Furthermore, there has been growing interest in the potential role of mucolytics in the treatment of SARS-CoV-2 infection in recent years [27] [28] . It’s worth nothing that carbocysteine has demonstrated antiviral effects against human rhinovirus, respiratory syncytial virus (RSV), and influenza virus. Additionally, it has been found to influence ciliary motility in the upper airways, which is the primary site of SARS-CoV-2 infection. This influence on ciliary motility in the upper airway is a key aspect of its antiviral action. Cilia in the respiratory tract play a critical role in the body’s defense against respiratory viruses by moving mucus, which traps pathogens, out of the respiratory tract. When respiratory viruses infect the upper airway, they often disrupt normal ciliary function, hindering this natural defense mechanism. Carbocysteine, as a mucolytic agent, helps in restoring ciliary efficiency by modifying the rheological properties of mucus, making it less viscous and easier to clear [10] . This enhancement of ciliary function leads to more effective mucus clearance, crucial for eliminating trapped viruses and other pathogens from the respiratory tract. Consequently, carbocysteine’s effect on mucus clearance may help limit the viral spread to the lower airways [10] .

Thus, the pharmacological properties of carbocysteine make it an ideal candidate for supportive treatment in viral infectious processes of the upper and lower respiratory tract with abundant secretion and difficulty in adequate mucociliary drainage.

In conclusion, the study provides a comprehensive examination of carbocysteine’s role as an adjunctive treatment in ARIs. It highlights carbocysteine’s mucoactive, muco-regulatory, anti-inflammatory, and antioxidant properties, reinforcing its efficacy in treating acute bronchopulmonary and otorhinological processes. The findings indicate its broader impact in managing respiratory infections, emphasizing the need for further research into its therapeutic potential. This research contributes to a deeper understanding of carbocysteine’s multifaceted benefits, especially in the context of ARIs without underlying chronic conditions.
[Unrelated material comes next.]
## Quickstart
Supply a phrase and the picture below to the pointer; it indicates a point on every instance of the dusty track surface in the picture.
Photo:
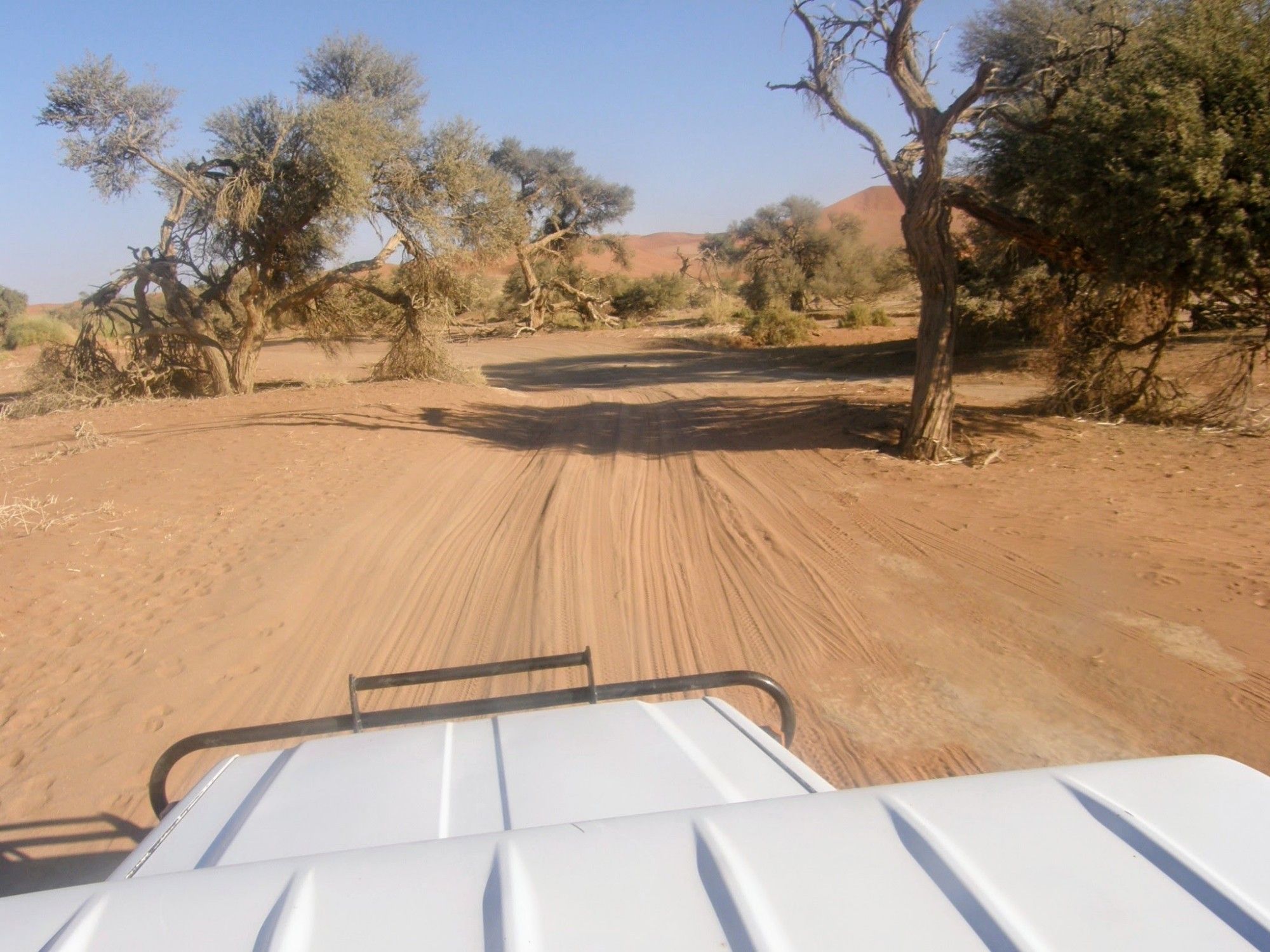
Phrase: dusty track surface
(1097, 593)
The study underscores the importance of continuing exploration into carbocysteine’s pharmacokinetics and dynamics, aiming to bolster its application in respiratory healthcare.

Funding Sources

IRB approval status: Not applicable.

Clinicaltrials.gov (or Equivalent) Listing (If Applicable)

Not applicable.

Conflicts of Interest

MCR has received speaker fees from AstraZeneca, Bial, Chiesi, CSL Behring, GSK, Menarini, and Grifols, and consulting fees from GSK, Bial, and ITF Research Pharma. SB has received speaker fees from GSK, AstraZeneca, and ITF Research Pharma. JLRM has done consulting or training work for Abbvie, Takeda, Abbott, ITF Research Pharma, Janssen, Rovi, Rubio, GSK, Lilly, Servier and MSD. MRC is a full-time employee at ITF Research Pharma S.L.U.